Hi Triangle he is on a mental health ward at the minute and we have told the doctors that he is gambling and I hope that they get him the help he needs. He is depressed which has either caused his gambling or the gambling has caused the depression, can't quite figure that out.
The gambler will play as long as someone else pays.
It isn't advisable to pay the debts. Partly because the responsibility of making restitution and of clearing up their own mess is the gambler's. Partly because paying the debts doesn't in itself do anything to address the issue of the gambling.
re depression, if it's caused by a medical condition such as a chemical imbalance, there's a medical solution. If it's caused by addiction, the solution is by counselling, GA etc. He might need both.

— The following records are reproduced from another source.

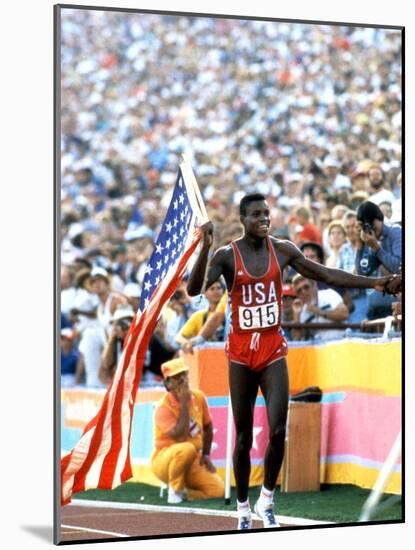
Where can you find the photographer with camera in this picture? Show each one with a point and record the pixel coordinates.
(379, 253)
(176, 315)
(121, 322)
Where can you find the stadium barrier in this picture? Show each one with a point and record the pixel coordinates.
(360, 409)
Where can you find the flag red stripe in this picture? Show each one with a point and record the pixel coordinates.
(144, 328)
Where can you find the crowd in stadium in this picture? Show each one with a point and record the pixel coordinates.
(308, 115)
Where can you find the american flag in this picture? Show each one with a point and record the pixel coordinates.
(101, 458)
(171, 242)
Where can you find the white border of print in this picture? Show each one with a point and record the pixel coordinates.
(27, 268)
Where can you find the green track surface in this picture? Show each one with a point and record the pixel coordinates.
(336, 503)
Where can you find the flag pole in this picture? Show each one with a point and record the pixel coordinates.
(191, 179)
(229, 429)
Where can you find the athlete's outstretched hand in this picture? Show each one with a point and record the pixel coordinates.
(207, 234)
(392, 284)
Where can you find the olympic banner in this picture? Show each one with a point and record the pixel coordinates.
(360, 412)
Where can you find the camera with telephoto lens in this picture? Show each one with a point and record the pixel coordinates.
(368, 228)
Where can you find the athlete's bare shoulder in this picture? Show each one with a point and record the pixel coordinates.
(286, 251)
(223, 254)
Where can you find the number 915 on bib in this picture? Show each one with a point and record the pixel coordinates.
(255, 317)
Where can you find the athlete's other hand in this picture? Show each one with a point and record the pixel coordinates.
(388, 284)
(297, 308)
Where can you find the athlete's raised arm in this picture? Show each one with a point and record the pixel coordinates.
(331, 276)
(215, 269)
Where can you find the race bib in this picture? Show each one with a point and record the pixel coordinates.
(255, 317)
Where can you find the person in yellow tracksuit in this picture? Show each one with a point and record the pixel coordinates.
(183, 435)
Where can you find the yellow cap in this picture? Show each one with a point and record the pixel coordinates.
(173, 367)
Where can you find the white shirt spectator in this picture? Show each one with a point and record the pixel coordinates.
(328, 299)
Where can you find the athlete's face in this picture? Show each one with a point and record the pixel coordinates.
(257, 219)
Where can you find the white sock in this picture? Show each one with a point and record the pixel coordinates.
(266, 497)
(243, 507)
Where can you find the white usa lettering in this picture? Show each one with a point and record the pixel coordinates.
(257, 293)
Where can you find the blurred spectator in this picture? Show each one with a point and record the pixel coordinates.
(380, 251)
(138, 95)
(87, 325)
(132, 292)
(109, 301)
(378, 192)
(194, 324)
(177, 314)
(346, 260)
(159, 351)
(70, 359)
(386, 208)
(287, 313)
(120, 325)
(68, 291)
(317, 306)
(313, 251)
(397, 204)
(309, 231)
(337, 238)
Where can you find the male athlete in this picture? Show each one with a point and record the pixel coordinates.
(252, 267)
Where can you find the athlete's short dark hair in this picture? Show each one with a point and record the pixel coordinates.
(246, 201)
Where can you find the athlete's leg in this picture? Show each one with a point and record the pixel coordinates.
(243, 385)
(274, 386)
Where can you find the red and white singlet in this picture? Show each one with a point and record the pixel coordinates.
(255, 339)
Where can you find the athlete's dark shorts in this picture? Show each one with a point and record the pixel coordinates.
(256, 350)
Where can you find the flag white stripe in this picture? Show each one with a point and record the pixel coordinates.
(112, 471)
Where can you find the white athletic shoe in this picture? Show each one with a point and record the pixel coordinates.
(266, 514)
(175, 497)
(245, 521)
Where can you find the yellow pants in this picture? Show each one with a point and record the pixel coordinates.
(179, 466)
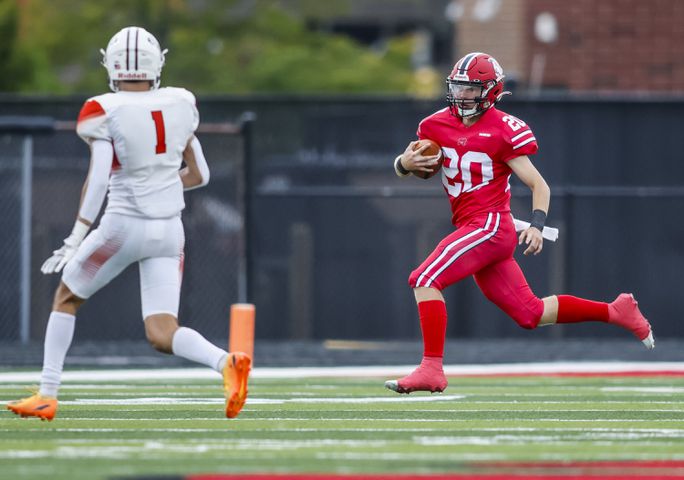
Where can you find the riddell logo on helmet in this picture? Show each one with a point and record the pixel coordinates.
(131, 76)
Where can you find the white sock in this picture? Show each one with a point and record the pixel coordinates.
(58, 335)
(187, 343)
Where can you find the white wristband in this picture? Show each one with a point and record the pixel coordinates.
(398, 168)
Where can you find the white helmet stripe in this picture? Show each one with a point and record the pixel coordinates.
(128, 35)
(464, 63)
(137, 30)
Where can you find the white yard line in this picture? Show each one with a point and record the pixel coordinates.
(561, 368)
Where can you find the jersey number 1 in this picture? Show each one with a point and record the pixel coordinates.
(161, 133)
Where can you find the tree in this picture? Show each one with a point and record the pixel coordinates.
(214, 47)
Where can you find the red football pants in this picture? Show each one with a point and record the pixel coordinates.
(483, 248)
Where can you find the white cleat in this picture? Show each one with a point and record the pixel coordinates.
(649, 341)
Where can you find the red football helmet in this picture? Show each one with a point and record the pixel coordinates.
(474, 85)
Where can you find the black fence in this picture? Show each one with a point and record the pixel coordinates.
(333, 233)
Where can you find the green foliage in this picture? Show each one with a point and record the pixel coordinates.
(214, 47)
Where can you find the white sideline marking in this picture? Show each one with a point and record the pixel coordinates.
(644, 389)
(257, 401)
(154, 375)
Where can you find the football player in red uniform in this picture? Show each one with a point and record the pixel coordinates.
(482, 147)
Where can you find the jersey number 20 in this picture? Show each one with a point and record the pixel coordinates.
(469, 172)
(161, 133)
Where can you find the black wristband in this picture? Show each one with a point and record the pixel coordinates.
(538, 219)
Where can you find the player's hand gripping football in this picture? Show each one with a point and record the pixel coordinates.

I would advise you to go to GamAnon meetings or seek counselling so that you can address your own problem: the effect that all this is having on you.
Take care of you.
CW
This post is about making a decision about bailing someone out in the short-term - GA, whatever is another issue later on? Or am I wrong? I still say no and I say that on the basis of the initial post. Just my view as always. If I'd been bailed out I'm sure I would still be on the merry go round. As far as your mum is concerned - there is plenty of advice available and I DO sympathise if he is in hospital for other issues but gambling won't give anything but temporary relief from his health or mental problems if that is the case and believe me as someone with a history of anxiety and panic attacks I know that for a fact which I rarely say. He has to make that decision - no-one can do it for him and I believe you or your mum bailing him out would be a really bad move. I hope this doesn't sound unsupportive - I'm thinking of you not the gambler. When we are in the grips of it we will do anything to get money, lie, cheat, steal etc. He has choices to make and all you can do is support him but you have to think about your own life and your mum's. All the best, Phil.